Ingest PDF documents, then web pages content into a Milvus VectorStore.

### Needed packages and imports

In [1]:
#!pip install einops==0.7.0 langchain==0.1.9 pypdf==4.0.2 pymilvus==2.3.6 sentence-transformers==2.4.0
#!pip install -q einops==0.7.0 langchain==0.1.9 pymilvus==2.3.6

In [2]:
import requests
import os
from langchain.document_loaders import PyPDFDirectoryLoader, WebBaseLoader
from langchain.text_splitter import RecursiveCharacterTextSplitter
from langchain.embeddings.huggingface import HuggingFaceEmbeddings
from langchain_community.vectorstores import Milvus

### Base parameters, the Milvus connection info

In [3]:
MILVUS_HOST = "vectordb-milvus.milvus.svc.cluster.local"
MILVUS_PORT = 19530
MILVUS_USERNAME = os.getenv('MILVUS_USERNAME')
MILVUS_PASSWORD = os.getenv('MILVUS_PASSWORD')
MILVUS_COLLECTION = "collection_nomicai_embeddings"

## Initial index creation and document ingestion

#### Download and load pdfs

In [4]:
product_version="2.13"
documents = [
    "release_notes",
    "introduction_to_red_hat_openshift_ai",
    "getting_started_with_red_hat_openshift_ai_self-managed",
    "openshift_ai_tutorial_-_fraud_detection_example",
    "developing_a_model",
    "integrating_data_from_amazon_s3",
    "working_on_data_science_projects",
    "serving_models",
    "monitoring_data_science_models",
    "managing_users",
    "managing_resources",
    "installing_and_uninstalling_openshift_ai_self-managed",
    "installing_and_uninstalling_openshift_ai_self-managed_in_a_disconnected_environment",
    "upgrading_openshift_ai_self-managed",
    "upgrading_openshift_ai_self-managed_in_a_disconnected_environment",   
]

pdfs = [f"https://access.redhat.com/documentation/en-us/red_hat_openshift_ai_self-managed/{product_version}/pdf/{doc}/red_hat_openshift_ai_self-managed-{product_version}-{doc}-en-us.pdf" for doc in documents]
pdfs_to_urls = {f"red_hat_openshift_ai_self-managed-{product_version}-{doc}-en-us": f"https://access.redhat.com/documentation/en-us/red_hat_openshift_ai_self-managed/{product_version}/html-single/{doc}/index" for doc in documents}

In [5]:
docs_dir = f"rhoai-doc-{product_version}"

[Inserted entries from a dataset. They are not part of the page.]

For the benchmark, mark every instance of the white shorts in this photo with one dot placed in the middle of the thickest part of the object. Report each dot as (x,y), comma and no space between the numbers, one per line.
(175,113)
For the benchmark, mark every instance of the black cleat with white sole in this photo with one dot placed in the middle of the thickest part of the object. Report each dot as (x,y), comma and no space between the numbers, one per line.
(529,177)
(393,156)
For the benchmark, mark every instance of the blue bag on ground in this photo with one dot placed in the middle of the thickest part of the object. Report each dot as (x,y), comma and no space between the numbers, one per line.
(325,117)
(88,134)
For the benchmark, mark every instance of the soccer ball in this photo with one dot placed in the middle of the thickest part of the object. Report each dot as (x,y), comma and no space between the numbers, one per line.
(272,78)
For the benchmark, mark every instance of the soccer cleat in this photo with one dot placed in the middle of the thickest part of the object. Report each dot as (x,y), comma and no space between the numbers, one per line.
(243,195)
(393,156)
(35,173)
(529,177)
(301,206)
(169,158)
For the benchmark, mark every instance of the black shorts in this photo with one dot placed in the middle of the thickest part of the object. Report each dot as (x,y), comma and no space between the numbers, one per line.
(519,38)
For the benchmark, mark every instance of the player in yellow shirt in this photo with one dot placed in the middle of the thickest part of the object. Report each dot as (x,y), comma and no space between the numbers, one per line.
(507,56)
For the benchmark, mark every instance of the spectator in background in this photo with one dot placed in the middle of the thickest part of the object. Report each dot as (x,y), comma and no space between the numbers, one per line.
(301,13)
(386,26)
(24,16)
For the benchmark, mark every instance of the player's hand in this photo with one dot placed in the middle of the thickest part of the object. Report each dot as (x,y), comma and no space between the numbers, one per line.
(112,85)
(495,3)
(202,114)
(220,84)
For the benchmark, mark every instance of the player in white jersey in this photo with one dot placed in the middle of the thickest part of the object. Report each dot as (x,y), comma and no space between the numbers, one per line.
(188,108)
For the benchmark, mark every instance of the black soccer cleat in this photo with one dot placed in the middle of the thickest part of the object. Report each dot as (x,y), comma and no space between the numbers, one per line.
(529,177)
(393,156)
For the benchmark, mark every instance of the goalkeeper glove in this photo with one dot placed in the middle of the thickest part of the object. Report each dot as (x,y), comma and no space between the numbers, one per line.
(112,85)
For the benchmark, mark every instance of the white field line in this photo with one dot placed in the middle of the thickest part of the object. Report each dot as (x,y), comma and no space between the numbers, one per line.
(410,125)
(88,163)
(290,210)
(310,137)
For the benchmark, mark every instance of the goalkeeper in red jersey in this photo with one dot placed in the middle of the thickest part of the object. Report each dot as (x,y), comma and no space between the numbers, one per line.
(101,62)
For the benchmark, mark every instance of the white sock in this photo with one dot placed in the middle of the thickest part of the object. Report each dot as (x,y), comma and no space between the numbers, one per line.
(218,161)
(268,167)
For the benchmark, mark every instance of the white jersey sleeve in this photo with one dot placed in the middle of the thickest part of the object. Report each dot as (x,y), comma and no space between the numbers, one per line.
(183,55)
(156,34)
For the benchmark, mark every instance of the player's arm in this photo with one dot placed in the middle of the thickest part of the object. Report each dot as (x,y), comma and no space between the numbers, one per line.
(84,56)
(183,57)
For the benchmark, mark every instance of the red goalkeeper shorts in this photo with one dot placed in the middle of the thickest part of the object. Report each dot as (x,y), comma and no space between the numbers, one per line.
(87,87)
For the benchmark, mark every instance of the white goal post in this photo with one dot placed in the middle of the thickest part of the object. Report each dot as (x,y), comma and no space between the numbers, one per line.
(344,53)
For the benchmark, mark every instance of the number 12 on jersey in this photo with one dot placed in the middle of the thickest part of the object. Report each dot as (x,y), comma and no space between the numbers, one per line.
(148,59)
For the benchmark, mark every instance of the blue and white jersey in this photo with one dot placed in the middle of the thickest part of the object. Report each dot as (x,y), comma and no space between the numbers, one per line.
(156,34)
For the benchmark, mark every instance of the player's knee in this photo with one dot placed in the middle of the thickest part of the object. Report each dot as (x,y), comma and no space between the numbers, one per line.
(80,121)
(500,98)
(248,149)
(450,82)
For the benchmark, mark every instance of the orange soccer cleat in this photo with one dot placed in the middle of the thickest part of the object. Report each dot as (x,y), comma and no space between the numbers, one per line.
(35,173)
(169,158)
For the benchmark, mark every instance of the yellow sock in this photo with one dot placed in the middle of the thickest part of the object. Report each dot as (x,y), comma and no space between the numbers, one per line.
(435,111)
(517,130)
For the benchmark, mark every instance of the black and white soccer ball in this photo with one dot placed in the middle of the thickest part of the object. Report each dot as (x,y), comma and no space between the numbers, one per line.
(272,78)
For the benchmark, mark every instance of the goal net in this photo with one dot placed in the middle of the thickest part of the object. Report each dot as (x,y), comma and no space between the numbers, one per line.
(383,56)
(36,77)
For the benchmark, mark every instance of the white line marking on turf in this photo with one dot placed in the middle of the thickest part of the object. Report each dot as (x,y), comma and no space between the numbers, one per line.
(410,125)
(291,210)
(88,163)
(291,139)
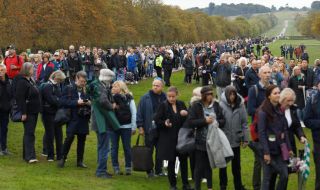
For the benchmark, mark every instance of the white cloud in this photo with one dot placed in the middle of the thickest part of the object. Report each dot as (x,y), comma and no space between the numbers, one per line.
(184,4)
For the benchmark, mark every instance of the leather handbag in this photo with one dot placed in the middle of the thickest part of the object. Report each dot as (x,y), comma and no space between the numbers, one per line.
(186,140)
(62,116)
(141,157)
(15,113)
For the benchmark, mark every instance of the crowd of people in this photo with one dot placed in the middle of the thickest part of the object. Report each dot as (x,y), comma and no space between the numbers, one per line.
(90,87)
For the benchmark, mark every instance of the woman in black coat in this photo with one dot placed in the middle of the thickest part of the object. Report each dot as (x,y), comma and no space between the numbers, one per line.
(51,95)
(169,118)
(188,66)
(75,97)
(28,101)
(202,114)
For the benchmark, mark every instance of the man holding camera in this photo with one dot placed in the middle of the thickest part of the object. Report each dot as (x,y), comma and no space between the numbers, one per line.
(75,98)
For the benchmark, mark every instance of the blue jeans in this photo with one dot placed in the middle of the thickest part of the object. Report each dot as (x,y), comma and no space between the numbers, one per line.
(150,70)
(4,120)
(125,135)
(103,150)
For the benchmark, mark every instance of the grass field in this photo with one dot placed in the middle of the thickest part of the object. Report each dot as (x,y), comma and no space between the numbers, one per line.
(15,174)
(282,17)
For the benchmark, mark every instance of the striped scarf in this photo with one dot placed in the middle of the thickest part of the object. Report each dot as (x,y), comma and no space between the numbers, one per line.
(306,158)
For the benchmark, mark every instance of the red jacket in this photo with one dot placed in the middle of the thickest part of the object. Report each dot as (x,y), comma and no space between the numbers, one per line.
(46,73)
(8,61)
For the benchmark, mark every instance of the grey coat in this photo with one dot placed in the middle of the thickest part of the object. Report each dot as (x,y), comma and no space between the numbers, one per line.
(235,127)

if not os.path.exists(docs_dir):
    os.mkdir(docs_dir)

for pdf in pdfs:
    try:
        response = requests.get(pdf)
    except:
        print(f"Skipped {pdf}")
        continue
    if response.status_code!=200:
        print(f"Skipped {pdf}")
        continue  
    with open(f"{docs_dir}/{pdf.split('/')[-1]}", 'wb') as f:
        f.write(response.content)

Skipped https://access.redhat.com/documentation/en-us/red_hat_openshift_ai_self-managed/2.13/pdf/developing_a_model/red_hat_openshift_ai_self-managed-2.13-developing_a_model-en-us.pdf
Skipped https://access.redhat.com/documentation/en-us/red_hat_openshift_ai_self-managed/2.13/pdf/integrating_data_from_amazon_s3/red_hat_openshift_ai_self-managed-2.13-integrating_data_from_amazon_s3-en-us.pdf
Skipped https://access.redhat.com/documentation/en-us/red_hat_openshift_ai_self-managed/2.13/pdf/monitoring_data_science_models/red_hat_openshift_ai_self-managed-2.13-monitoring_data_science_models-en-us.pdf


In [6]:
pdf_folder_path = f"./rhoai-doc-{product_version}"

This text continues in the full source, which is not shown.